If your child is fencing a teammate, what should you do?
This is a tough situation, and it’s one that isn’t all that uncommon. Depending on the level that your child is fencing at and how big your fencing club is, it’s quite possible for your child to end up fencing one of their teammates during a competition.
Tournament organizers work hard to keep fencers from the same club from fencing against each other in the pool, but it’s not always possible. But in the Direct Elimination round, when the opponents are defined based on the previous pool round, fencers are very likely to face their own teammates. This can happen in any competition, small local ones or big national and even international tournaments.
Coach protocol when teammates fence
You’ll notice that when two teammates fence one another in competition, the coaches step out and don’t support either fencer. Instead, they often go to another bout or step out during that match. Many coaches don’t even watch the bout when two teammates are fencing against one another, not even learning the final score until the bout is over.
The reason for this is that fencing coaches know that if they get into the middle of the bout, it’s going to be unfair one way or the other. Impartiality is incredibly important in sports, and someone is always going to feel like they got the short end of the stick if a coach steps in at an inappropriate time. Fencing coaches are incredibly concerned with the outcome of all of their fencers, and want to provide the best support that they can. That means stepping out when they need to.
Do note that every fencing club is different and will have slightly different protocols, particularly when it comes to coaching. But the heart of the matter is that all clubs are going to do their best to present an impartial face for their fencers.
Parent protocol when teammates fence
Though a coach might not be up and doing strip coaching when a fencer is fencing a teammate, what we do sometimes see is that parents hop up and assume the role of coach and start strip coaching very vocally in support of their child.
This is absolutely the WRONG thing to do!
For the same reason that coaches shouldn’t be strip coaching during a teammates’ bout, parents shouldn’t be doing the same thing either. Fencers are much better served in having their parents sit and watch the match with good composure than they are having their parent jump up and shout things during the match.
Cheering against your teammates, whether you’re a parent or a sibling, is a bad idea!

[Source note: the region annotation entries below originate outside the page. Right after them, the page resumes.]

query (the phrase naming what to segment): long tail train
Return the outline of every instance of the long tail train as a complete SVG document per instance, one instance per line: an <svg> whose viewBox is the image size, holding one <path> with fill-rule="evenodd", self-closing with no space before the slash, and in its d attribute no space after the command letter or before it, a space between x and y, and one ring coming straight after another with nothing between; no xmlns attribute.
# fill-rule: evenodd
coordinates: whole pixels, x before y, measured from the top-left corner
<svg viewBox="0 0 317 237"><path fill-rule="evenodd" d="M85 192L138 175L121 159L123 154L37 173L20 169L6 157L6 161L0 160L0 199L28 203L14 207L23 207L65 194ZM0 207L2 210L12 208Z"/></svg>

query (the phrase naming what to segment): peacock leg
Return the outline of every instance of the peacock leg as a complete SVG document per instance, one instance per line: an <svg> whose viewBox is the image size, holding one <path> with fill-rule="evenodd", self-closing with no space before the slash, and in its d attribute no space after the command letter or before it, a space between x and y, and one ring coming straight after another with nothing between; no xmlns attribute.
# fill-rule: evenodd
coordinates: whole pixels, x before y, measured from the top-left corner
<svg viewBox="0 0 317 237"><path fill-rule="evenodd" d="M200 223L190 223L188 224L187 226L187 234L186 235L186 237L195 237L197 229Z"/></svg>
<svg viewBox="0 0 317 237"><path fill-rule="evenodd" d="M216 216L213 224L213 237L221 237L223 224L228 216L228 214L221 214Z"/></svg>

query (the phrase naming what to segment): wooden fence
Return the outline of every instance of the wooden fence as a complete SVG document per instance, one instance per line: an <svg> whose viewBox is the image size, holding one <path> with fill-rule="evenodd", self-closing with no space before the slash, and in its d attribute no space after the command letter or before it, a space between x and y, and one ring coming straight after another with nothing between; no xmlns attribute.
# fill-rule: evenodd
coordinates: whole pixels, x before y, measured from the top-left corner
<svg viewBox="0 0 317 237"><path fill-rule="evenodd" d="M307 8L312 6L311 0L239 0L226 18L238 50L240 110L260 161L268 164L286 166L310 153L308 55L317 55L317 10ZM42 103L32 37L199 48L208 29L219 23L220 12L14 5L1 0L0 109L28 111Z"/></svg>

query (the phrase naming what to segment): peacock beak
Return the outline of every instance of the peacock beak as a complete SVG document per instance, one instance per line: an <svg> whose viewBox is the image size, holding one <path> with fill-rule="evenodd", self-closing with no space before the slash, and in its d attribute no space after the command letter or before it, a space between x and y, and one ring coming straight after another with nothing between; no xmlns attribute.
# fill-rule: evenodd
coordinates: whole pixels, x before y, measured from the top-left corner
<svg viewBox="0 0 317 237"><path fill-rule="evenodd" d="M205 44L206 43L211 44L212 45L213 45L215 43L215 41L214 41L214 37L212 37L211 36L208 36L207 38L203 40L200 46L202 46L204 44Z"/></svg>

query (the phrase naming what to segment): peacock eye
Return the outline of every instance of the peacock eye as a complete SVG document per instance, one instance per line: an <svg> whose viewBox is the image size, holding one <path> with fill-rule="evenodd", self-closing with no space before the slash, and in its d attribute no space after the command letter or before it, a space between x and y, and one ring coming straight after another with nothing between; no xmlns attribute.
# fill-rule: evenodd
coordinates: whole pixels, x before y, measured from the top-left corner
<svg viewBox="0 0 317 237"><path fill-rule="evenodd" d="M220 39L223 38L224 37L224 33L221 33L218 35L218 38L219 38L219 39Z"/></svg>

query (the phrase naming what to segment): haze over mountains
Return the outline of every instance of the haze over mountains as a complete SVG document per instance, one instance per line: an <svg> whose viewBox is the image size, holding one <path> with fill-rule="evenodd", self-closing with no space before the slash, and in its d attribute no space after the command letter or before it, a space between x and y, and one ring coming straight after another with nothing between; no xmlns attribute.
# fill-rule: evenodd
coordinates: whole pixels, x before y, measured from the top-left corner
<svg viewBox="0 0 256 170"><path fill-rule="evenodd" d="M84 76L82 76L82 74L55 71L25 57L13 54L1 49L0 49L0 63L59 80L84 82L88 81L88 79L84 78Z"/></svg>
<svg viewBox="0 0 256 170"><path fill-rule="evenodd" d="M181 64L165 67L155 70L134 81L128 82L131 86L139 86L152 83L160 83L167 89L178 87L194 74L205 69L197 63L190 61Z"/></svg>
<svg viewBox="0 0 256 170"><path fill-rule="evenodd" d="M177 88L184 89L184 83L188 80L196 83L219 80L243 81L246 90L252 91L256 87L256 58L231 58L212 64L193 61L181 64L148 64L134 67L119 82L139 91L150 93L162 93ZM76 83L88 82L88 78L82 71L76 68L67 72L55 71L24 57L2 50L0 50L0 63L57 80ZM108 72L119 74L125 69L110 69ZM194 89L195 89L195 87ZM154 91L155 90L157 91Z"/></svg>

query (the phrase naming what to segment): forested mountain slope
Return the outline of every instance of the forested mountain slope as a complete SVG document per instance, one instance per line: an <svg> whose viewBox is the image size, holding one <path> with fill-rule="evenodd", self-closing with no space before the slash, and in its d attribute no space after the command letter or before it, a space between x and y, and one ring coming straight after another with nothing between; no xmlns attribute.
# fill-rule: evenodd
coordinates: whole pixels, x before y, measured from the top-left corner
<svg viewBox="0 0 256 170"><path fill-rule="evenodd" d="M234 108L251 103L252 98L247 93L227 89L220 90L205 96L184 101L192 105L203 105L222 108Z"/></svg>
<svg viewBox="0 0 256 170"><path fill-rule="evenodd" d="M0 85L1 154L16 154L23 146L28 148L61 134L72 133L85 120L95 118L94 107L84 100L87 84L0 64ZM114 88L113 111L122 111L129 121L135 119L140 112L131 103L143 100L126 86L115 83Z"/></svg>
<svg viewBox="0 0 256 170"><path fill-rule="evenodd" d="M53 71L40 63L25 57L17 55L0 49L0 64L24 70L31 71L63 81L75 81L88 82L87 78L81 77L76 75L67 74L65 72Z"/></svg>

No matter how you’re involved in the club, cheering against those people who are your teammates bothers both them and you.
Why cheering against teammates is bad news
It’s one thing for a fencer to hear people that they don’t know cheering for their opponent, but hear familiar voices cheering and encouraging your opponent is incredibly distracting. When you’re on the strip, you’re trying to focus on winning by pushing your mind and your body to as sharp a place as possible. It absolutely dulls a fencer’s focus to hear the sounds of people they know cheering on their opponent!
The other reason that you shouldn’t cheer against your child’s teammates is that it’s simply bad sportsmanship. We want to be fair and good to each other – it’s one of the things that sport teaches us! If you wouldn’t like someone cheering for your child to fail, then don’t cheer for someone else’s child to fail. It’s just that simple.
Finally, we want to point out that your child is probably already feeling a little divisive about having to fence their friends and teammates. It’s a stressful situation for your child, and you cheering against their opponent is only going to make them feel even more stressed. This is one of those situations in which you should allow your child to just experience their match on their own. Let their training take over!
The bottom line is that preparation and skill are going to set the stage for who wins. You can’t influence the bout by shouting out things during it! No matter how passionate you are about your child (and of course you’re passionate about your child!), you’re best served to just keep quiet during their bout with a teammate. You’ll be teaching them valuable skills about how to treat other people, and you’ll also be allowing them to shine their brightest.